Комаровский крякнул. Как и всякий другой житель России, он слышал о художествах Тарновской, но – странно! – все эти слухи делали Марию в его глазах еще привлекательнее. Она не выглядела хищницей, какой ее старались изобразить газетчики. Наоборот, это была хрупкая слабая женщина, нуждавшаяся в надежном плече друга.
– Да, если бы моим мужем были вы, моя жизнь сложилась бы по-другому. – Он почувствовал ее губы у самого уха, его охватило сладостное волнение, и граф решился обнять ее за талию.
Это оказалось проще, чем он думал. Тарновская не возмутилась, не убрала его руку, ее жадный рот искал его губы, и когда женщина прильнула к его устам страстным поцелуем, Комаровский затрепетал. Все его существо, изголодавшееся по женской ласке, жаждало ее, податливую и красивую самку.
Оторвавшись от горячих губ, он посмотрел в бездонные синие глаза, которые подбадривали его, обещали новые ощущения и внеземные наслаждения.
И все же деликатность и скромность не позволяли графу действовать смелее. Мария поняла это, взяла все в свои руки.

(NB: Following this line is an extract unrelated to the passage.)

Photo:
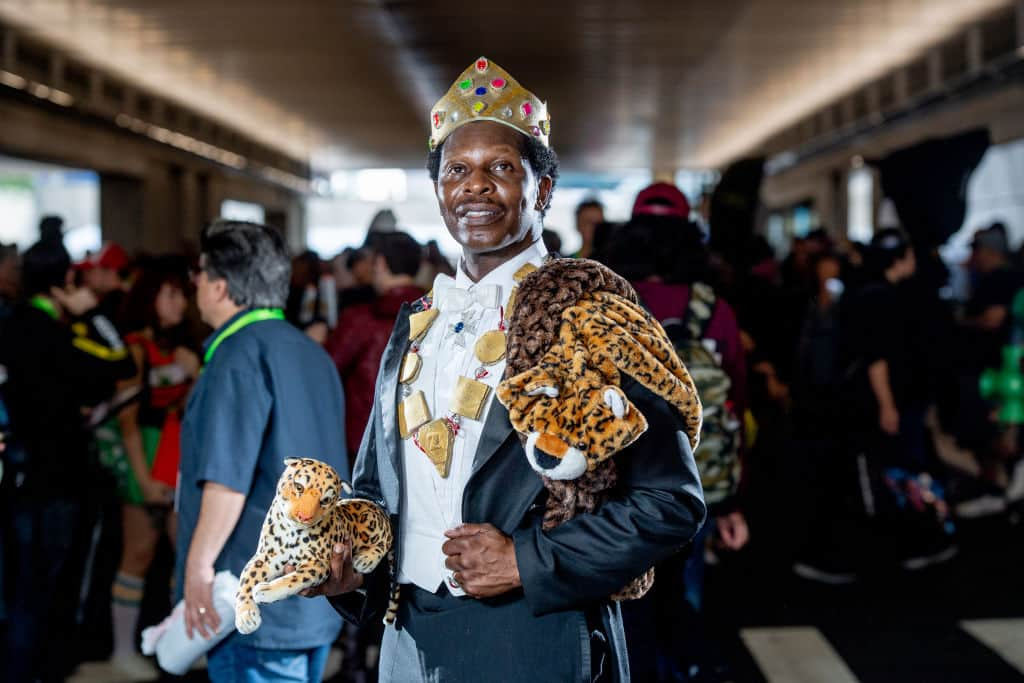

– Пойдемте ко мне в номер, – прошептала она, щекоча своим дыханием его щеку. – Скорее, умоляю вас.
По темной лестнице они почти добежали до номера и, ввалившись в спальню, упали на кровать, срывая друг с друга одежду.
Мужчина застонал, и Мария, подхваченная сладостным желанием, отдалась в его руки.
А потом они лежали на кровати, на мятых простынях, и он достал дорогую сигару:
– Держи. Это гаванские.
Тарновская затянулась и выпустила дым аккуратными колечками:
– Мне никогда не было так хорошо. А тебе?
Он ничего не ответил, лишь поцеловал ее белую руку:
– К сожалению, мне пора. Скоро уйдет сиделка, которая присматривает за Эмилией.